Principles of effective data visualization (using R)
Some basic principles
Taken from various sources (see resources below)
- Show the (raw) data (e.g. individual data points)
- Minimize ‘ink’ and maximize ‘data’
- Keep the graph as simple as is appropriate
- Make graph as self-explanatory as possible
- Emphasize comparisons between values and groups (e.g. same unit)
- Use ‘small multiples’ graphs to show differences between groups
- Pay attention to the meaning of the colour scheme (e.g. see ColorBrewer)

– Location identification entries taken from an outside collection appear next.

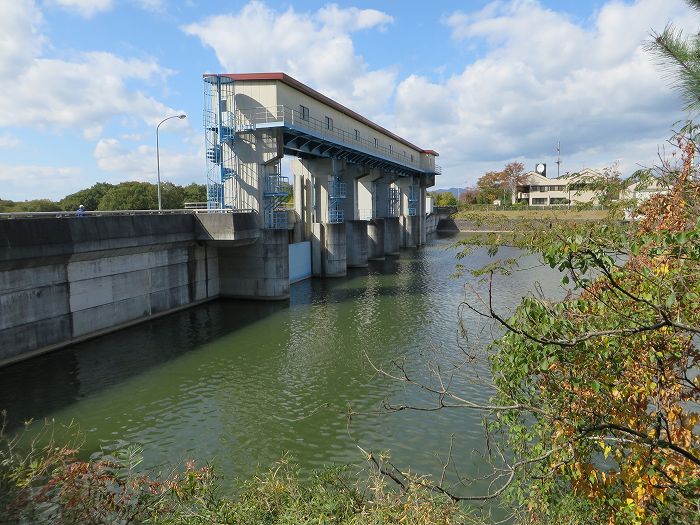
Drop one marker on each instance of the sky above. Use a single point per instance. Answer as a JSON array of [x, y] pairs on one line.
[[83, 83]]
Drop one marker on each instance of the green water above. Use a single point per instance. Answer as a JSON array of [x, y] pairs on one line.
[[238, 383]]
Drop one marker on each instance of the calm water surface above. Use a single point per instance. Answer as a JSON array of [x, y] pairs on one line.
[[237, 383]]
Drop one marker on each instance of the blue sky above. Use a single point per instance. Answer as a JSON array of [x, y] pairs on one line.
[[84, 82]]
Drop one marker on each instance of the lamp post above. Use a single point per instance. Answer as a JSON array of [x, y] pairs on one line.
[[160, 207]]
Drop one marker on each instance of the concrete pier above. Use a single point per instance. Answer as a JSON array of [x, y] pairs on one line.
[[375, 239], [356, 243], [392, 236]]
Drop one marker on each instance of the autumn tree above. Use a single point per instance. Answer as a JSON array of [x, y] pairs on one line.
[[493, 185], [514, 174]]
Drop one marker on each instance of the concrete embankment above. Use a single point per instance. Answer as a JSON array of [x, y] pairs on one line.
[[63, 280], [464, 225]]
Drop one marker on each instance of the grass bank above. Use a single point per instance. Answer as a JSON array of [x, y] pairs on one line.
[[569, 214]]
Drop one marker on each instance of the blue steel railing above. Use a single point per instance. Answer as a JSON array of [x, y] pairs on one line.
[[280, 115]]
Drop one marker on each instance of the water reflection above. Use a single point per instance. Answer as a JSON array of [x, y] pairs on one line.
[[237, 383]]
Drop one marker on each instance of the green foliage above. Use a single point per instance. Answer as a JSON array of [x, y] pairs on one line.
[[444, 198], [130, 196], [111, 197], [38, 205], [194, 193], [679, 55], [603, 384], [89, 197], [44, 482]]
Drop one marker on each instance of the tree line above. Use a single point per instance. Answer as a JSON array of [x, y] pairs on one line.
[[493, 185], [131, 195]]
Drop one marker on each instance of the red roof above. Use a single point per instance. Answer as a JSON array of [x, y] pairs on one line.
[[286, 79]]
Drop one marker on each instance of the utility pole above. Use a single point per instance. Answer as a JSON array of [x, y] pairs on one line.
[[558, 157]]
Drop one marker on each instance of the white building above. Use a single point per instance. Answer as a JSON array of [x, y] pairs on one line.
[[570, 188]]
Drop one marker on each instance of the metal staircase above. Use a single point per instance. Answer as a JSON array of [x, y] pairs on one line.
[[275, 190], [220, 138], [412, 200], [393, 204]]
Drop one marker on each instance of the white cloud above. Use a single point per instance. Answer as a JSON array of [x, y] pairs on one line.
[[84, 93], [139, 162], [540, 78], [315, 48], [8, 141], [20, 40], [85, 8], [25, 182]]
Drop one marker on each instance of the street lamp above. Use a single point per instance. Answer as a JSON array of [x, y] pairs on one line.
[[160, 207]]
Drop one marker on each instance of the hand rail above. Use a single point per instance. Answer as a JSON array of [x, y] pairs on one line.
[[64, 214], [248, 119]]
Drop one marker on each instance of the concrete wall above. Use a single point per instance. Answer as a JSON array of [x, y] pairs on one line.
[[62, 279], [357, 244], [392, 236], [256, 271], [299, 261]]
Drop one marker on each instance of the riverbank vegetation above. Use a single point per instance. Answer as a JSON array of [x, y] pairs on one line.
[[46, 482], [111, 197]]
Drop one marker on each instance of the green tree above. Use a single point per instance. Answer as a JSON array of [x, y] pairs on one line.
[[89, 197], [680, 56], [493, 185], [172, 196], [444, 198], [130, 196], [195, 193]]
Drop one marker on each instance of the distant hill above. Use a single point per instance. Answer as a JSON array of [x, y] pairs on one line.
[[454, 191]]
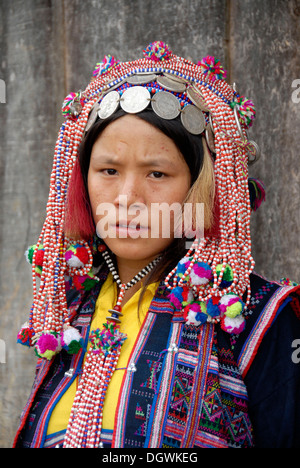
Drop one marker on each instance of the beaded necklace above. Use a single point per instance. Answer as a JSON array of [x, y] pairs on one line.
[[84, 427]]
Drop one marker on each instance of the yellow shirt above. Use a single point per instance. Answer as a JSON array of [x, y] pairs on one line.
[[130, 324]]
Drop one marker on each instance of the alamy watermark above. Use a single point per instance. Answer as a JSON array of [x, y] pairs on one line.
[[2, 352], [161, 220], [296, 93], [296, 353], [2, 92]]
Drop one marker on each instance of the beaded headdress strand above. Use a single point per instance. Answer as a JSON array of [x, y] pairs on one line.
[[211, 282]]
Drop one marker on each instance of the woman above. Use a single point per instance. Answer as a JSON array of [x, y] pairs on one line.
[[166, 338]]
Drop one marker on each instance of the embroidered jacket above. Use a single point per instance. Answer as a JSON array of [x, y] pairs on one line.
[[190, 386]]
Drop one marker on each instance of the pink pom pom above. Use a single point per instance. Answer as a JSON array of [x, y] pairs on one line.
[[233, 325], [212, 68], [47, 345], [200, 274], [158, 51]]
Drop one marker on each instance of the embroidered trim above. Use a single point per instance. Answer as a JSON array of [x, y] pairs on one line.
[[263, 323]]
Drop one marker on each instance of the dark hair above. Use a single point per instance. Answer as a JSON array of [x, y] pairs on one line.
[[190, 147]]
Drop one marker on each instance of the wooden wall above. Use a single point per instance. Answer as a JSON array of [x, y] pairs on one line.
[[49, 48]]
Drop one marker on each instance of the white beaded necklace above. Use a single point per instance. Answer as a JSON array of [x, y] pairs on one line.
[[84, 427]]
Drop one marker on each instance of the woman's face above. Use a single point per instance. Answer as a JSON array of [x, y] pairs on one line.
[[137, 180]]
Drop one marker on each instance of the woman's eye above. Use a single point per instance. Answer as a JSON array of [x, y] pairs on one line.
[[109, 171], [157, 174]]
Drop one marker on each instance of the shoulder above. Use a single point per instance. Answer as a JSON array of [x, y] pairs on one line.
[[271, 303], [269, 360]]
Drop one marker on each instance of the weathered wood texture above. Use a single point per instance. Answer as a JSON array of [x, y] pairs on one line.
[[49, 48]]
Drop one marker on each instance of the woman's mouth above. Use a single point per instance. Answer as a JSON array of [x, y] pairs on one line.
[[130, 229]]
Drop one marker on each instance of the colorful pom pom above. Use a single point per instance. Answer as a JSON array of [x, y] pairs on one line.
[[25, 335], [212, 307], [47, 345], [180, 296], [84, 282], [212, 68], [105, 339], [231, 305], [233, 325], [195, 313], [257, 193], [246, 110], [71, 340], [76, 256], [72, 105], [227, 277], [39, 258], [201, 274], [157, 51], [108, 63]]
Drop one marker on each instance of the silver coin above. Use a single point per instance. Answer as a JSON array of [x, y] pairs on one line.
[[92, 117], [135, 99], [109, 104], [165, 105], [141, 78], [197, 98], [115, 86], [210, 138], [75, 108], [173, 77], [193, 119], [170, 84], [253, 157]]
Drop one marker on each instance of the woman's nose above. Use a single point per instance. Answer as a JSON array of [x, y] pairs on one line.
[[130, 192]]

- And think of colour blind people!
- Focus on the story the data is telling
Things to avoid:
- Avoid bar plots: they hide the real data and distort the reality of the data
- (unless the data is proportions/percents)
- Avoid SEM as error bars: isn’t a good measure of spread
- (use SD or interquartile range instead)
- Avoid pie charts: can easily unintentionally distort the data
- (use bar charts with groups side by side)
- Avoid 3D charts: they visually distort the data
- (sometimes 3D is needed e.g. with geography)
Resources
Code
fake_data <- data.frame(
Group = as.factor(c(rep('Treatment', 10), rep('Control', 10))),
Weight = c(rnorm(10, mean = 50, sd = 4), rnorm(10, mean = 60, sd = 5))
)
library(dplyr)
#>
#> Attaching package: 'dplyr'
#> The following objects are masked from 'package:stats':
#>
#> filter, lag
#> The following objects are masked from 'package:base':
#>
#> intersect, setdiff, setequal, union
summary_fake <- fake_data %>%
group_by(Group) %>%
summarize(mean = mean(Weight),
se = sqrt(var(Weight) / length(Weight)))
library(ggplot2)
p1 <- ggplot(fake_data, aes(y = Weight, x = Group)) +
geom_boxplot()
p2 <- ggplot(fake_data, aes(y = Weight, x = Group)) +
geom_jitter(width = 0.25)
p3 <- ggplot(summary_fake, aes(y = mean, x = Group)) +
geom_bar(stat = 'identity', width = 0.5)
p4 <- ggplot(summary_fake, aes(y = mean, x = Group)) +
geom_bar(stat = 'identity', width = 0.5) +
geom_errorbar(aes(ymax = mean + se, ymin = mean - se), width = 0.25)
library(gridExtra)
#>
#> Attaching package: 'gridExtra'
#> The following object is masked from 'package:dplyr':
#>
#> combine
grid.arrange(p1, p2, p3, p4, ncol = 2)
library(ggthemes)
ggplot(fake_data, aes(y = Weight, x = Group)) +
geom_jitter(width = 0.25) +
geom_errorbar(stat = 'summary', fun.y = 'mean', width = 0.6,
aes(ymax = ..y.., ymin = ..y..)) +
theme_tufte(base_family = 'sans')
ggplot(iris, aes(y = Petal.Length, x = Petal.Width)) +
geom_point() +
facet_grid(~ Species, ) +
theme_tufte(base_family = 'sans') +
theme(panel.spacing = unit(2.5, 'lines'))
Written on March 1, 2017